Example 2. Writing a financial program that deposits and withdraws from an account

What happens if you withdraw money before depositing any first?
What happens if you deposit money, and then try to withdraw less, equal to, or larger than the amount that you deposited?

3. Add tests everytime you fix a bug to prevent regressions

This gives us two assurances:

The bug should be fixed because the test fails without the fix, but succeeds with the fix
The bug won't show up again in the future because we've added a test to catch it

Similarly, tests give us confidence that future changes won't break existing functionality.

4. Write tests to document behaviour

Tests aren't just useful for verifying that code works how you expect it to at the time of writing it. They're also a great way to document the expected behaviour of code.

This is especially helpful in a shared codebase where you're trying to understand unfamiliar code that you didn't write, or are trying to recall the behaviour of code you wrote a long time ago.

How to actually write great unit tests

1. Structure individual test files logically

A massive, unreadable test file makes it more difficult to:

Uncover existing tests when they need to be modified
Uncover reusable code or helper functions
Grasp a high-level understanding of what has or hasn't been tested

These are some things you could do:

Parameterize your tests where applicable. Each unit test should cover one specific scenario. Parameterized tests allow you to execute the same unit test with different parameters (e.g. different inputs and expected outputs) to cover different states, meaning you don't have to keep copy and pasting the same code setup for similar scenarios. With JUnit, you would achieve this with the @Parameterized annotation.
Group related tests together. It makes it easier to scan the file when the tests are grouped by functionality. You could either put them close together in the file, or use something like JUnit's @Nested annotation to explicitly group them.
Structure the sections of your file consistently. For example, always putting helper functions at the bottom of the test file.

2. Structure unit tests with given-when-then

This is a convention that I like to use both when naming and structuring tests.

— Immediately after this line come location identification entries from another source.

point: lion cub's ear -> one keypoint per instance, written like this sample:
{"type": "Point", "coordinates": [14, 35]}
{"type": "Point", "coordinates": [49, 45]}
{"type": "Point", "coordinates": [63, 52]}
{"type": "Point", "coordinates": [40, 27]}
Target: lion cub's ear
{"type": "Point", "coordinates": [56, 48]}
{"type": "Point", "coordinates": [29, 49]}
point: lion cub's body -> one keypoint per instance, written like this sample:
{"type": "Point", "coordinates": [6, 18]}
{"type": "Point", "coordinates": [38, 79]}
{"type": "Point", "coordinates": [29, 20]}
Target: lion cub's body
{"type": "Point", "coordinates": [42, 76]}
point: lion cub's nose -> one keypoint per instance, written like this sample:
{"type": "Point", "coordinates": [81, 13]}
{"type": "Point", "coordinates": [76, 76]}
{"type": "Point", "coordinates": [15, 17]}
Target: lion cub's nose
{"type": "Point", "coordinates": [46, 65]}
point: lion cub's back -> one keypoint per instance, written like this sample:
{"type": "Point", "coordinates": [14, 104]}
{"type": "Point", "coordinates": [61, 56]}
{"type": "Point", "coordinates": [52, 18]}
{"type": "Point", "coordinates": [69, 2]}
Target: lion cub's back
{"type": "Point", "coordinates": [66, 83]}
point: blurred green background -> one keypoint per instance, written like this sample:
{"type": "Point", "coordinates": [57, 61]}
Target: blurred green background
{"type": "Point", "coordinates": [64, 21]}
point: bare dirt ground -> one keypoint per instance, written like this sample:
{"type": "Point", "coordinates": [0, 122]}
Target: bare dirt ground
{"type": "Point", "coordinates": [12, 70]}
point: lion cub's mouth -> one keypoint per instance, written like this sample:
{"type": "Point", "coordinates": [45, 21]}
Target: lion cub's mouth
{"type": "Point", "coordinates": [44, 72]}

This is what each part means:

Given represents preconditions
When represents actions taken
Then represents expected outcomes

Let's look at the following example.

@Test
public void createAccount() {
  // ... unstructured test code
}

@Test
public void testDepositOnClosedAccount() {
  // ... unstructured test code
}

@Test
public void withdrawalWorks() {
  // ... unstructured test code
}

@Test
public void withdrawExceedsBalance() {
  // ... unstructured test code
}

Let's convert these tests to use the given-when-then convention.

@Test
public void whenCreateAccountThenSucceed() {
  // when, then
  // ... code to create an account and assert expected outcome
}

@Test
public void givenClosedAccountWhenDepositThenReturnError() {
  // given
  // ... code to set up initial state (create a closed account, set up any mocks)

  // when
  // ... code to perform action (e.g. deposit)

  // then
  // ... code to assert expected outcome
}

@Test
public void givenSufficientBalanceWhenWithdrawThenReturnSuccess() {
  // given
  // ...

  // when
  // ...

  // then
  // ...
}

@Test
public void givenInsufficientBalanceWhenWithdrawThenReturnError() {
  // given
  // ...

  // when
  // ...

  // then
  // ...
}

Each test becomes easier to scan because it describes a linear journey (i.e. precondition -> action -> output).

Of course, this is just a convention and is up to personal preference. One could argue that they find it too prescriptive or verbose.

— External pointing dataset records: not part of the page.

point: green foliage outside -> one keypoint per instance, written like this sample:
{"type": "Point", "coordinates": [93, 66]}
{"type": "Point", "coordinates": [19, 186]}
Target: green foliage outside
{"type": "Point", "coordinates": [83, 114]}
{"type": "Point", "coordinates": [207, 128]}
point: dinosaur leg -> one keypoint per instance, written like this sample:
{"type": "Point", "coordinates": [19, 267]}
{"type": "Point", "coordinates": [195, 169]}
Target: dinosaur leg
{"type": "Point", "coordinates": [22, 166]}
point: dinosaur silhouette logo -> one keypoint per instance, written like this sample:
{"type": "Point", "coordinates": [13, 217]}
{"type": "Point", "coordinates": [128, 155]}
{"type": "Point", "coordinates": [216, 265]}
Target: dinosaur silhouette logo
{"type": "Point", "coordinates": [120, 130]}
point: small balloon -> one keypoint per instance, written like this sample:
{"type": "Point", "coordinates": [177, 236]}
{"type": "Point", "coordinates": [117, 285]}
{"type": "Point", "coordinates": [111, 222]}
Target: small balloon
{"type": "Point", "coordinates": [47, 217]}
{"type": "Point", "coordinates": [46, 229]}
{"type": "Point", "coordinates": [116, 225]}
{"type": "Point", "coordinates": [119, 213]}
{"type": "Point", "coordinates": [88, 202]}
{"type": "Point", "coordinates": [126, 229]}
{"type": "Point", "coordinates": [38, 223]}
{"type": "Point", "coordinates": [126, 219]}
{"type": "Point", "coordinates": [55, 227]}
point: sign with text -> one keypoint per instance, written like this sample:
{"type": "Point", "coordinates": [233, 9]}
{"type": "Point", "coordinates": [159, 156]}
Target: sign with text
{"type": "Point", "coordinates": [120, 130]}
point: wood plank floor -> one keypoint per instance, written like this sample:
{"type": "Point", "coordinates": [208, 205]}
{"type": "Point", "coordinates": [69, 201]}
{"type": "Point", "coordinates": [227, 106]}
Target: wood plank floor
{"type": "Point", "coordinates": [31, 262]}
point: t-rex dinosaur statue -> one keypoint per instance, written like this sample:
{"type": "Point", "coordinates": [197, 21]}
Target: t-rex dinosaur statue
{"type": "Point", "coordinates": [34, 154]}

However, I've found that using this structure forces you to be consistently deliberate and explicit with the naming and structure of your tests, which then makes it more difficult to write unclear tests.

3. Reduce code duplication with test fixtures and shared helpers

If there is duplicated code in multiple unit tests within the same file, consider extracting them into common helper function.

If there is duplicated code across multiple test files, consider extracting them out into a common helper file or test fixture (i.e. a file used explicitly for instantiating common test objects).